Our self respect even is largely due to the love we receive in childhood and youth. Enthusiasm springs from faith in God and in the soul, which begets in us a high and heroic belief in the divine good of life. It is thus an educational force of highest value. It calms and exalts the soul like the view of the starlit heavens and the everlasting mountains. It is, in every good and noble cause, a fountain head of endurance and perseverance. It bears us on with a sense of joy and vigor, such as is felt when, mounted on a high-mettled steed, we ride in the pleasant air of a spring morning, amid the beauties and grandeurs of nature. In the front of battle and in the presence of death it throws around the soul the light of immortal things. It gives us the plenitude of existence, the full and high enjoyment of living. On its wings the poet, the lover, the orator, the hero, and the saint are borne in rapture through worlds whose celestial glory and delightfulness cold and unmoved minds do not suspect. It is not a flame from the dry wood and withered grass, but a heat and glow from the abysmal depths of being. It makes us content to follow after truth and love in dark and narrow ways, as the miner, in central deeps where sunlight has never fallen, seeks his treasure.

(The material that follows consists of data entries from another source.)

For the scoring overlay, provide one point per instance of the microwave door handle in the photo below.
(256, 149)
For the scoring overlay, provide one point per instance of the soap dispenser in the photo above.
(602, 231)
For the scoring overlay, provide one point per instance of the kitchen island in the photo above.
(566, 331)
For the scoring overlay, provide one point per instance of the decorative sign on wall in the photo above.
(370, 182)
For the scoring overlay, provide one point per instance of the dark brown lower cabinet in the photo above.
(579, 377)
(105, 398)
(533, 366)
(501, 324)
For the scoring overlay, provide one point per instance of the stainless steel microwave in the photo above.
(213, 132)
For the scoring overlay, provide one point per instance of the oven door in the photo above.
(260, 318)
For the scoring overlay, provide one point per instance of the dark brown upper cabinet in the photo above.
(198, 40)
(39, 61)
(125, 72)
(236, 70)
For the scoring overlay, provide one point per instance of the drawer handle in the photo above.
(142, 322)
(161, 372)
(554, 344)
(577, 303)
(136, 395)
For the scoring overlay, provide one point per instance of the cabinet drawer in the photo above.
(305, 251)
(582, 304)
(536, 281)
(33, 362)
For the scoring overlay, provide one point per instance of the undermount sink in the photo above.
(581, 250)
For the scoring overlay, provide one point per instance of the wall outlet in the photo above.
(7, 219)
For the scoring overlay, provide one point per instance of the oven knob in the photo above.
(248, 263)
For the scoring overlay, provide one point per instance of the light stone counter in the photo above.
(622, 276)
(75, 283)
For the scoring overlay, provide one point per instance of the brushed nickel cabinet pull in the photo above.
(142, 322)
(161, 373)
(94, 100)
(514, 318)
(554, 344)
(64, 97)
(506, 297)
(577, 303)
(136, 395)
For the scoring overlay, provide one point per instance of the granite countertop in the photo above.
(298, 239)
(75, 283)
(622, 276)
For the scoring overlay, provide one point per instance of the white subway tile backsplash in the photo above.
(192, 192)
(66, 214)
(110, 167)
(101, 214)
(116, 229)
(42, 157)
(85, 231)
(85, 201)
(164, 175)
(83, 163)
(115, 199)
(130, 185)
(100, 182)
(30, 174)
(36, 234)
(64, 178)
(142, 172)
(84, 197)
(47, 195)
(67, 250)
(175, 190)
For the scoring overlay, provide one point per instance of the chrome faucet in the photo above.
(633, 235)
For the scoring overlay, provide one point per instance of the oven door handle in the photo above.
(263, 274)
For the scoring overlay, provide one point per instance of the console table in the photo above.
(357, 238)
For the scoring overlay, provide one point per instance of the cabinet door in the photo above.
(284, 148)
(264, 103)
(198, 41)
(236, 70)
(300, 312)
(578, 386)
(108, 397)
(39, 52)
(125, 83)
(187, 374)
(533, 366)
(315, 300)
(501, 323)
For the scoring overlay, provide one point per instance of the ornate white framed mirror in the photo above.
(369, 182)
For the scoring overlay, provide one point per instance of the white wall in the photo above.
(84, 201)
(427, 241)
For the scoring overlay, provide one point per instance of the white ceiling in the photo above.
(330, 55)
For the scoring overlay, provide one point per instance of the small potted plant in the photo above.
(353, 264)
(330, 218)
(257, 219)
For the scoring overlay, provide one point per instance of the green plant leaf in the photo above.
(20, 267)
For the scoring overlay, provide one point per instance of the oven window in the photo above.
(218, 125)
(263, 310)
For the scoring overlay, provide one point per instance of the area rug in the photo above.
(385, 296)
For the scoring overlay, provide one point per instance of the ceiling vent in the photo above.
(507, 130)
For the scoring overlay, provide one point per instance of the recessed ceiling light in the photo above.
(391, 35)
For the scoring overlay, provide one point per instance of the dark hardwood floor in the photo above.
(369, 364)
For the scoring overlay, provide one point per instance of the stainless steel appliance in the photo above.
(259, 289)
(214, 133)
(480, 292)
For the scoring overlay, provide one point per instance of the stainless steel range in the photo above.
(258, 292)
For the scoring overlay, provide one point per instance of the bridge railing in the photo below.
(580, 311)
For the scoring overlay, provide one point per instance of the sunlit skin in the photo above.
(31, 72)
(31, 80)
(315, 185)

It keeps us fresh and young; and, like the warmer sun, reclothes the world day by day with new beauty. It teaches patience, the love of work without haste and without worry. It gives strength to hear and speak truth, and to walk in the sacred way of truth, as though we but idly strolled with pleasant friends amid fragrant flowers. It gives us deeper consciousness of our own liberty, faith in human perfectibility, which lies at the root of our noblest efforts; to which the more we yield ourselves the more we feel that we are free. It knows a thousand words of truth and might, which it whispers in gentlest tones to rightly attuned ears: Since the universe is a harmony whose diapason is God, why should thy life strike a discordant note? Yield not to discouragement; thou art alive, and God is in His world. The combat and not the victory proclaims the hero. If thy success had been greater, thou hadst been less. The noisy participants in great conflicts, of whatever kind, exercise less influence upon the outcome than choice spirits, who, turning aside from the thunder and smoke of battle, gain in lonely striving and meditation view of new truth by which the world is transformed.